Another plausible entry route for SARS-CoV-2 could be through the blood-brain barrier (BBB) by binding to ACE2 on endothelial cells[82]. This route, previously linked to infected individuals with high fever, may cause cytokine storms and increase the BBB permeability[93,94], thereby facilitating the access of SARS-CoV-2 to the brain[95]. As a consequence of BBB impairment, peripheral immune cells can enter the brain, increase the release of pro-inflammatory cytokines by microglial cells and sustain neuroinflammation[96].

Finally, post-mortem studies have reported the presence of ischemic damage and microinfarcts in brain samples of patients with COVID-19, supporting the assumption of SARS-CoV-2 neuroinvasion into the CNS[74].

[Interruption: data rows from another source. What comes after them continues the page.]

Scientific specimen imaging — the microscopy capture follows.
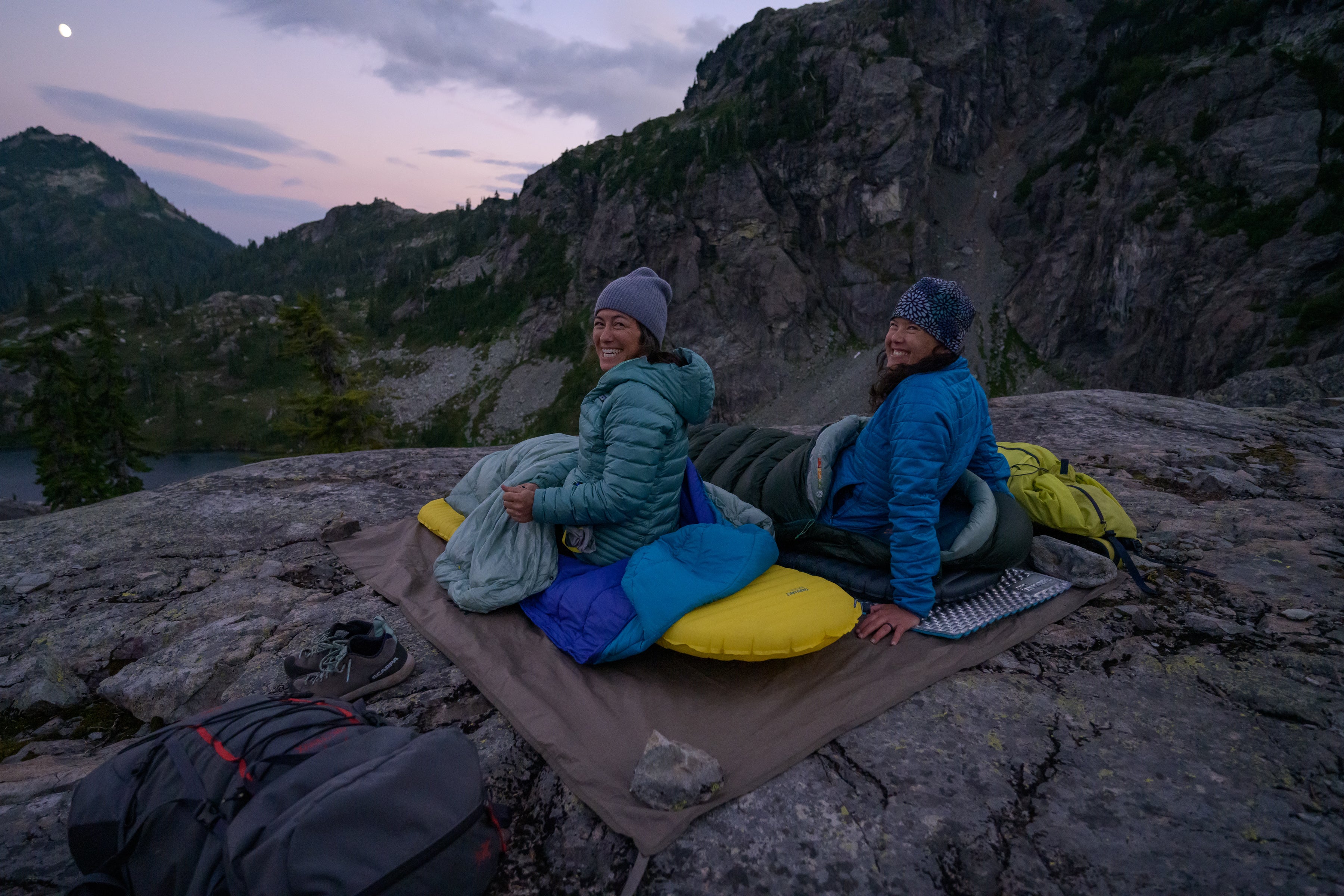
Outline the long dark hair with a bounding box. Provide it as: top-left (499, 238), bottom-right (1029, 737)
top-left (640, 324), bottom-right (691, 367)
top-left (868, 343), bottom-right (961, 411)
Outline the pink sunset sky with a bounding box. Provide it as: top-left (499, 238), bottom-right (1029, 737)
top-left (0, 0), bottom-right (800, 242)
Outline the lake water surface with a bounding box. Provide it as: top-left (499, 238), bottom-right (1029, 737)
top-left (0, 449), bottom-right (242, 501)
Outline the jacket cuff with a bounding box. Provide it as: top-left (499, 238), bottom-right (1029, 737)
top-left (532, 489), bottom-right (559, 523)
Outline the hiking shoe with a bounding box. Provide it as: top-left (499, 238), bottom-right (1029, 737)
top-left (289, 617), bottom-right (415, 701)
top-left (285, 617), bottom-right (383, 678)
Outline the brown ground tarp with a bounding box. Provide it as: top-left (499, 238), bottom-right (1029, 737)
top-left (331, 520), bottom-right (1118, 856)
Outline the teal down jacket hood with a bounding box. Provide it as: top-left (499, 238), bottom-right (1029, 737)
top-left (532, 348), bottom-right (714, 566)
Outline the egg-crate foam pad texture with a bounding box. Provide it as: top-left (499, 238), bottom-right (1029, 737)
top-left (914, 570), bottom-right (1073, 638)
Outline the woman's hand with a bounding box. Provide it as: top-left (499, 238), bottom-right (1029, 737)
top-left (855, 603), bottom-right (919, 646)
top-left (500, 482), bottom-right (536, 523)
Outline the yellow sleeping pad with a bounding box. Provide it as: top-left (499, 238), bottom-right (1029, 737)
top-left (415, 498), bottom-right (466, 541)
top-left (659, 566), bottom-right (860, 661)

As illustrated in Figure 1, the increased prevalence of depression and anxiety during the COVID-19 pandemic may be attributed to SARS-CoV-2 neuroinvasion and its harmful consequences on the CNS. Depression and anxiety may also occur because of peripheral inflammation caused by the virus and indirect negative effects on the brain function. Moreover, long-lasting social stressors linked to the pandemic may contribute to neuroinflammation and, consequently, to the development of these psychiatric symptoms. Therefore, anxiety and depression can affect the infected individuals and general population exposed to long-lasting pandemic stress. In the future, epidemiological studies should be conducted to elucidate the COVID-19 psychiatric burden, and public health control measures to help manage this burden must be provided.

Figure 1
Figure 1 Role of neuroinflammation in the development of anxiety and depressive disorders due to coronavirus disease 2019. Peripheral inflammation experienced by patients with coronavirus disease 2019 (COVID-19) and severe acute respiratory syndrome coronavirus 2 neuroinvasion, either via the olfactory tract or blood-brain barrier, contribute to neuroinflammatory alterations in infected individuals. Chronic stress resulting from several factors associated with the COVID-19 pandemic can also induce neuroinflammation. By activating astrocytes and microglia, causing neurotoxicity, and affecting synaptic plasticity and neurogenesis, neuroinflammatory alterations may play a role in the development of anxiety and depression. BBB: Blood-brain barrier; COVID-19: Coronavirus disease 2019; CP: Cribriform plate; LP: Lamina propria; SARS-CoV-2: Severe acute respiratory syndrome coronavirus 2.